Peperomia playapampana is a species of terrestrial or epiphytic herb in the genus Peperomia that is native to Peru. It grows on wet tropical biomes. Its conservation status is Threatened.

==Description==
The type specimen were collected at Playapampa, Peru at na altitude of 2700 meters above sea level.
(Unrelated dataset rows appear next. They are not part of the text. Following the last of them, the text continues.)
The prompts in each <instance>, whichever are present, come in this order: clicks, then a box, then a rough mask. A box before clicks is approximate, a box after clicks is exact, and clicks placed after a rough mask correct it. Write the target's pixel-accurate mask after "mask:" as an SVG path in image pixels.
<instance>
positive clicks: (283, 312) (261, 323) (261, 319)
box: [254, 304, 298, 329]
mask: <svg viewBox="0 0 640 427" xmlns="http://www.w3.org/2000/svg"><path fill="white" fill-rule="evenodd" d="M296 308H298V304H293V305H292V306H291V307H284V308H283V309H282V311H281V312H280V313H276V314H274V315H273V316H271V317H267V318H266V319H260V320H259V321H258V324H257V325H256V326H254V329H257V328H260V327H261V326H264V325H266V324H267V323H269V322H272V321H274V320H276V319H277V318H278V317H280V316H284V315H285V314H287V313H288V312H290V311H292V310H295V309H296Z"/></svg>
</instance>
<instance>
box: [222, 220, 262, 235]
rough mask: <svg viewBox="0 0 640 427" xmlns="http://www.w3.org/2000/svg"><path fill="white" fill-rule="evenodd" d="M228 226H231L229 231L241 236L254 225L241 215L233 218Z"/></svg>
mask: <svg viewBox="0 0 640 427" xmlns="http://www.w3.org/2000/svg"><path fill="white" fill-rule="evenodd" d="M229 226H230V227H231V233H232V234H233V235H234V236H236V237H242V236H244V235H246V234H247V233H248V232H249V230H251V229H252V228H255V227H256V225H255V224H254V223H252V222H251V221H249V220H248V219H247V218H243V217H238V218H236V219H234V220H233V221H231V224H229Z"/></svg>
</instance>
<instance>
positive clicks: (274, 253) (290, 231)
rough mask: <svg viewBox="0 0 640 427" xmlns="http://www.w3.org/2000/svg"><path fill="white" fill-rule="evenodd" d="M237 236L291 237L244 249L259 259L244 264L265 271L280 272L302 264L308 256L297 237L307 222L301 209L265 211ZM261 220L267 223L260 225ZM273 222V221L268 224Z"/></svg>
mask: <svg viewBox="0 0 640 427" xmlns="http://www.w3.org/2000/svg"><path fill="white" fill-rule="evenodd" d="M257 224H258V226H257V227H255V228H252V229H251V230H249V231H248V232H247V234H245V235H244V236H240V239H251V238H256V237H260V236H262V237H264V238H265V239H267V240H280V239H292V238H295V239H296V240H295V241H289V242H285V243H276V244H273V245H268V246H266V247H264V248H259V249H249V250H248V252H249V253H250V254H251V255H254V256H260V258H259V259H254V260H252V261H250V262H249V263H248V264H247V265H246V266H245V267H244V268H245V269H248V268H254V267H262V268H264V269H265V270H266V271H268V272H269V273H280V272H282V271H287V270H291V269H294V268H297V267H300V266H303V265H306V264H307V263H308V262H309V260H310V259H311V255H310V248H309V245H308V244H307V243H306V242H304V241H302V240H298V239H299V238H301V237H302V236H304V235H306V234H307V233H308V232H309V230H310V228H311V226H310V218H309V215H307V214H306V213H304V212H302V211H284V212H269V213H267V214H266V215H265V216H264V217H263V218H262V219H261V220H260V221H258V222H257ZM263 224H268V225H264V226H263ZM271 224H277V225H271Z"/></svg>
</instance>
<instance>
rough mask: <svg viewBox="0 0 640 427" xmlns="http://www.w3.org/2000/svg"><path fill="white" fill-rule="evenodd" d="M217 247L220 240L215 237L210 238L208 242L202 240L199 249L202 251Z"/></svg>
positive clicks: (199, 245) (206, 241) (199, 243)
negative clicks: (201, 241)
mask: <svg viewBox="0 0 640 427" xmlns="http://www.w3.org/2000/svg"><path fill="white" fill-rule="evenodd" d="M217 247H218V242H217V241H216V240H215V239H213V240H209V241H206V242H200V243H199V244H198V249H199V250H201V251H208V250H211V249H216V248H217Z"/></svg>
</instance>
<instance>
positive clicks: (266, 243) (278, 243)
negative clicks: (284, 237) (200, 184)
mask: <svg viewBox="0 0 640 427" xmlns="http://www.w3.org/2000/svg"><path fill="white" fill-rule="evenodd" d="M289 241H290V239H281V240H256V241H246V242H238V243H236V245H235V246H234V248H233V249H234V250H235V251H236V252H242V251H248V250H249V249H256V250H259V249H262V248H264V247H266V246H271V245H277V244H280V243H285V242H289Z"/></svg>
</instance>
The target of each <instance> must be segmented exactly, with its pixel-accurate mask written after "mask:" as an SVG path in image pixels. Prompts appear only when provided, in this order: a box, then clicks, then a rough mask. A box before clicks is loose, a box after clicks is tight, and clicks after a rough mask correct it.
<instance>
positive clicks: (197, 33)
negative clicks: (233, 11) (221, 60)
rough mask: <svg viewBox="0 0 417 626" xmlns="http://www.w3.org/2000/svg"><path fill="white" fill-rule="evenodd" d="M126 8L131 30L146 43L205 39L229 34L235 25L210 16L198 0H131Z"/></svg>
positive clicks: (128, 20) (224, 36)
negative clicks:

Peperomia playapampana is a small, glabrate herb with a filiform, stoloniferous-ascending, more or less tufted stem. The alternate leaves are oblong to oblong-ovate, with a slightly attenuated, obtuse to obscurely emarginate apex and a rounded base. They are small, measuring 8–10 mm long and 3–5 mm wide, 1-nerved, and have a few scattered, soft, transient hairs on both surfaces (especially toward the apex), with a pale granular underside. The very short petiole is about 1 mm long. The small terminal spikes are 20 mm long and 1 mm thick, becoming loosely flowered when mature, and are borne on a filiform peduncle 5–10 mm long. The sessile berries are ovoid and somewhat mucronate, with an apical stigma.

==Taxonomy and naming==
It was described in 1936 by William Trelease in Publications of the Field Museum of Natural History, Botanical Series 13, from specimens collected by James Francis Macbride.

The epithet playapampana is derived from the type locality.

==Distribution and habitat==
It is native to Peru. It grows as a terrestrial or epiphytic herb. It grows on wet tropical biomes.

==Conservation==
This species is assessed as Threatened, in a preliminary report.